Thinking about what becomes part of the cue, I went back to Sue Ailsby's training plan to fade treats and clicker from the equation. Sue says:

"Go to your most common training location with your clicker and maybe 15 treats. Put 10 treats on a table 5' away from you. Put 10 treats on a table 10' away from you, and put the rest on a table in the next room. Keep your clicker. Work on Sit from scratch until she's offering it to you eagerly and you've used up your initial handful of treats. Without any break, ask her for a Sit. Click, and go fast and happily to the closest table, get a treat and hand it to her. Make a pretty big deal of this. Go back to your training place, ask for another Sit, click and go back to the table to get a treat. Finish up the treats this way.
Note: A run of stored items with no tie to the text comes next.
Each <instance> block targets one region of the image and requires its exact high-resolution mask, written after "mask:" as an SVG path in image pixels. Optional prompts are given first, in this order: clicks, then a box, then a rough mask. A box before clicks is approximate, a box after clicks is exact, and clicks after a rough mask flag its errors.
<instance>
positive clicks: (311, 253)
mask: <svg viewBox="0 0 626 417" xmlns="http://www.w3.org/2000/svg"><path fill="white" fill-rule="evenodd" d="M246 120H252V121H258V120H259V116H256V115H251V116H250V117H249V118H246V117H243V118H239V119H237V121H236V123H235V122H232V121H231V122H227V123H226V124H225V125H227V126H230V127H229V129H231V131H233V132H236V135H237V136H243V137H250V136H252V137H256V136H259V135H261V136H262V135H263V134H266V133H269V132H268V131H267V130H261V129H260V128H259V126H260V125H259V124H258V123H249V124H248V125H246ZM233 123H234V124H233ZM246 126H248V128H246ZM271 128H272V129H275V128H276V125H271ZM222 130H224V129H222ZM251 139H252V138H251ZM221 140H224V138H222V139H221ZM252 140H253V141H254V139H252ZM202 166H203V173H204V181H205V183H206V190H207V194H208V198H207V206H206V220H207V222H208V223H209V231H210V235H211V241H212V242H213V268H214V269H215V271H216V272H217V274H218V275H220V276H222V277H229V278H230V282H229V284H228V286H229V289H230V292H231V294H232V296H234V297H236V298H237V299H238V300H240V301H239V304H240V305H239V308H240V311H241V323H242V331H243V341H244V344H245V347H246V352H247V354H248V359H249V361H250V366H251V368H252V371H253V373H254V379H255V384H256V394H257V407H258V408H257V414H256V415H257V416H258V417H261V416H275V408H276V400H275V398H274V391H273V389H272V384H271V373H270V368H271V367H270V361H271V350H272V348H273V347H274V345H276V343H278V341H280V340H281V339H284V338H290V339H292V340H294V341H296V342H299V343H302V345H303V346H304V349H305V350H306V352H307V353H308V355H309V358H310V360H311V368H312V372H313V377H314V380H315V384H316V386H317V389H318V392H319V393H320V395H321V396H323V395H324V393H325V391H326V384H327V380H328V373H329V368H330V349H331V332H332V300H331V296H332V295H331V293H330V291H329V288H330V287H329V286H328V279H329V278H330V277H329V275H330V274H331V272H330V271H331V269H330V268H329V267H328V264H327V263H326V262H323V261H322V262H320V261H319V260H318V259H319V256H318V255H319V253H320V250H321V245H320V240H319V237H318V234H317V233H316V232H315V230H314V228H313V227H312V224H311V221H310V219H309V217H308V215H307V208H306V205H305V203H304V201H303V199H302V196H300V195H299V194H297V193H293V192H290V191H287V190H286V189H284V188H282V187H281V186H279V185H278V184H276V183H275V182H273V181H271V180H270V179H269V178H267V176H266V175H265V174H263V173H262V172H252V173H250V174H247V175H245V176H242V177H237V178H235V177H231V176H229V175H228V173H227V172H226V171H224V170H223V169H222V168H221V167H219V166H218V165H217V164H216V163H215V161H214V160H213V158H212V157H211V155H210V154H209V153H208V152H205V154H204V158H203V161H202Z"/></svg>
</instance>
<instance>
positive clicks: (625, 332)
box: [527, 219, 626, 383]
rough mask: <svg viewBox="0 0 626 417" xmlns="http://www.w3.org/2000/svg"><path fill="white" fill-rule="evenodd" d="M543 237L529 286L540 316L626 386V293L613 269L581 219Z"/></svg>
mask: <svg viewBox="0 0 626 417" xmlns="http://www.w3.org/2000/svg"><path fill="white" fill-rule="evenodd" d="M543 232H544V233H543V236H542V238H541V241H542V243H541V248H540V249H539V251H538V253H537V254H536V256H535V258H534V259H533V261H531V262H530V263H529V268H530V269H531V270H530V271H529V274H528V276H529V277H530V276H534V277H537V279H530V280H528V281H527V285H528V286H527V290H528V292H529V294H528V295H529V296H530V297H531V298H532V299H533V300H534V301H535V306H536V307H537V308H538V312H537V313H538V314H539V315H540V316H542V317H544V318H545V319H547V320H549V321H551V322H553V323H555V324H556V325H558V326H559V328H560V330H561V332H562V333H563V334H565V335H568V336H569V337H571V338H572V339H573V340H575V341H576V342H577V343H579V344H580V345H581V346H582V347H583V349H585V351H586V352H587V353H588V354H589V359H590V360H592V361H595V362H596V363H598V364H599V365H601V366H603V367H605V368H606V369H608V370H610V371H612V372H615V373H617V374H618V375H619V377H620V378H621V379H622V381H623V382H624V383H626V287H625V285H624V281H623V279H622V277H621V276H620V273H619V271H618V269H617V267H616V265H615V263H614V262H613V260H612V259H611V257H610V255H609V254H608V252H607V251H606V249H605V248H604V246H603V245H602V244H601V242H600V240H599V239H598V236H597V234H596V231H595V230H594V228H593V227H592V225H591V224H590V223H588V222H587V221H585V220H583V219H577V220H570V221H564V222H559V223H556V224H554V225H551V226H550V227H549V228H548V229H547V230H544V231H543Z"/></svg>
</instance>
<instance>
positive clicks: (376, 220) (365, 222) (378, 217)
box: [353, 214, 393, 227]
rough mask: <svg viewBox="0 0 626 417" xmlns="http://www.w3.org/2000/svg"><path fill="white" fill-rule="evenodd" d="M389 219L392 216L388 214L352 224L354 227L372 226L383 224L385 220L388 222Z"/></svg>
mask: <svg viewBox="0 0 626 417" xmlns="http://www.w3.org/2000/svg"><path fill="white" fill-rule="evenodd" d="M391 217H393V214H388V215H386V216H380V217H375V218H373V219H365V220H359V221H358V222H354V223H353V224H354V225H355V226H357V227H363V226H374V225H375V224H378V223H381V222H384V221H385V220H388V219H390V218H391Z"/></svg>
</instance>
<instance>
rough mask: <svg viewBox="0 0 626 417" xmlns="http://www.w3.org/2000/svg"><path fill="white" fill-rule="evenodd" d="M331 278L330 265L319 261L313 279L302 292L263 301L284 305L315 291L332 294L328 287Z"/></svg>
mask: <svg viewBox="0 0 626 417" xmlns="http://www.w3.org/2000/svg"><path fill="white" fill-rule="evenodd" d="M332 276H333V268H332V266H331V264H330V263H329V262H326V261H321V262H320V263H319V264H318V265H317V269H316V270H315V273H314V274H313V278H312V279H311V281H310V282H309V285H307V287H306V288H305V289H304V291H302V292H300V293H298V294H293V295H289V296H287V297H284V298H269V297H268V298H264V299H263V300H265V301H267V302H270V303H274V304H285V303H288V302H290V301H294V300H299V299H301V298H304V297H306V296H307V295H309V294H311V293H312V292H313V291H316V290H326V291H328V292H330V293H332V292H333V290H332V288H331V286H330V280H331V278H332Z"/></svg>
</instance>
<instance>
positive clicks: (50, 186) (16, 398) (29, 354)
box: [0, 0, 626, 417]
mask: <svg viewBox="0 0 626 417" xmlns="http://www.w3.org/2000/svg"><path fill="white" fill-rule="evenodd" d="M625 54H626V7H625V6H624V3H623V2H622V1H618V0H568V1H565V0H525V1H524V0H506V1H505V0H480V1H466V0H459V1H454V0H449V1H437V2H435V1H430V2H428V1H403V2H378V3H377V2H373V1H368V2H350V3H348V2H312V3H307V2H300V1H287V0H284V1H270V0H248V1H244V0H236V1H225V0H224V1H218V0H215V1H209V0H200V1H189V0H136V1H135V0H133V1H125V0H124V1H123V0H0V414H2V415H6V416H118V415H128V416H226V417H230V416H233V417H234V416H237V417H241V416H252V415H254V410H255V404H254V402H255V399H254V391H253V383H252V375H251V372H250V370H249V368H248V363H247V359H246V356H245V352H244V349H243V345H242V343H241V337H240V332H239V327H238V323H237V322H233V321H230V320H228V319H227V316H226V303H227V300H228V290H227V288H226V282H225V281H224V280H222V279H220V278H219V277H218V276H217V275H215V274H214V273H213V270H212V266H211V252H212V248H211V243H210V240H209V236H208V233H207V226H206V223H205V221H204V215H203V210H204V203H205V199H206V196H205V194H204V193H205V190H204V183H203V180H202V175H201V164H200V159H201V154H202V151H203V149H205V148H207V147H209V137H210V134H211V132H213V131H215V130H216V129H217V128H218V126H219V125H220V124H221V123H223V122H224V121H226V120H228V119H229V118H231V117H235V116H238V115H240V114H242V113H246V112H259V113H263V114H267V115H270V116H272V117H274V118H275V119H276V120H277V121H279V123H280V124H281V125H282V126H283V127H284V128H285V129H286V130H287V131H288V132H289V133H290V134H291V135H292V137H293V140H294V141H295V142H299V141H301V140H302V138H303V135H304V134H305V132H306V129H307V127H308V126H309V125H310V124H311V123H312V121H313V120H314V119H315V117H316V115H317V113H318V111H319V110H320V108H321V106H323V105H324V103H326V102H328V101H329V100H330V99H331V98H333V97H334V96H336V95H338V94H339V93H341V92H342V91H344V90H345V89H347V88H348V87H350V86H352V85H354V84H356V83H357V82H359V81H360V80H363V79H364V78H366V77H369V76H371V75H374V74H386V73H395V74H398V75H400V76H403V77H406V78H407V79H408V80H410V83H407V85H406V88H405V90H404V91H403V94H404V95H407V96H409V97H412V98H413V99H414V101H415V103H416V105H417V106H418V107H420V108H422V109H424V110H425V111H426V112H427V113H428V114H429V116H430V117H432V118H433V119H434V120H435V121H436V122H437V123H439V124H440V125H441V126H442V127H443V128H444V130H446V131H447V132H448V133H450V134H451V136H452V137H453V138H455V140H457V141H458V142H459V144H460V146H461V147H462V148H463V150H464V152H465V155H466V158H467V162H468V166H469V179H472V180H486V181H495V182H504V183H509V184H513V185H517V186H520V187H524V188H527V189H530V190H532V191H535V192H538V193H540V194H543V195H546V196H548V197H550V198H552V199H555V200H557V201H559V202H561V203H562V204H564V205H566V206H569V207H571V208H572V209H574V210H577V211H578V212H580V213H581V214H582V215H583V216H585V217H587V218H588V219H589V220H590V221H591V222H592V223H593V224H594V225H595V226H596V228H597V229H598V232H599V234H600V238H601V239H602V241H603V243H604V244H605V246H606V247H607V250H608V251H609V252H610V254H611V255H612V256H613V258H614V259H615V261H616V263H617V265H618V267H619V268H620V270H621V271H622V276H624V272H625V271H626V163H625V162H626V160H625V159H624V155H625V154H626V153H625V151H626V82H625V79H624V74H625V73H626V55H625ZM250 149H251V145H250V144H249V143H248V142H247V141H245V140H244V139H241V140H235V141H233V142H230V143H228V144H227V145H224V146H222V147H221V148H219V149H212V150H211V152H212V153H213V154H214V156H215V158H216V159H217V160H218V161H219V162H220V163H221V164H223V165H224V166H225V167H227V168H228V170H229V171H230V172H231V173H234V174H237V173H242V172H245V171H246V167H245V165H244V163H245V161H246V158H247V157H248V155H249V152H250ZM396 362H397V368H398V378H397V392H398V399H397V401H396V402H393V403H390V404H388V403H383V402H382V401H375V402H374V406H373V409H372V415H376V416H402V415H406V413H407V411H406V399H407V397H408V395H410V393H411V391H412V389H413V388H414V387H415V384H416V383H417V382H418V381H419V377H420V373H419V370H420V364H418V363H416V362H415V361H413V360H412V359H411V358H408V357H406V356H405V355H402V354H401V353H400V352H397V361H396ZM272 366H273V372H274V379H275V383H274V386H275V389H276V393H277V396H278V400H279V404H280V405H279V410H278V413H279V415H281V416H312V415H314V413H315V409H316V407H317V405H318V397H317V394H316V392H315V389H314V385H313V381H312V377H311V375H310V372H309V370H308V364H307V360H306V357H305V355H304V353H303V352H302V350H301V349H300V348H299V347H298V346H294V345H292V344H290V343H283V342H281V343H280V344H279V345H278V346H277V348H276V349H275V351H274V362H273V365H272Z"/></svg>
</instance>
Now, seamlessly, go back to the training place and ask for another Sit. Click, and go to the 10' table. Continue until you've used those ten treats up, then work with the ones in the next room. Lots of work for you, running back and forth, but worth it to get the dog to trust that there will be a treat, even if she can't see one.

When you've run through that routine several days in a row, do the same thing again, but don't take your clicker into the game. Where you would have clicked, now you're going to use a word instead. I use YES! "

So that was today's game. I know there are trainers who say that the click must always immediately be paired with the re-inforcement or it will lose its 'charge'. But the click means what you teach the dog it means. And as Sue explains it, as the treat becomes more removed from the behaviour/click you replace the click with a word.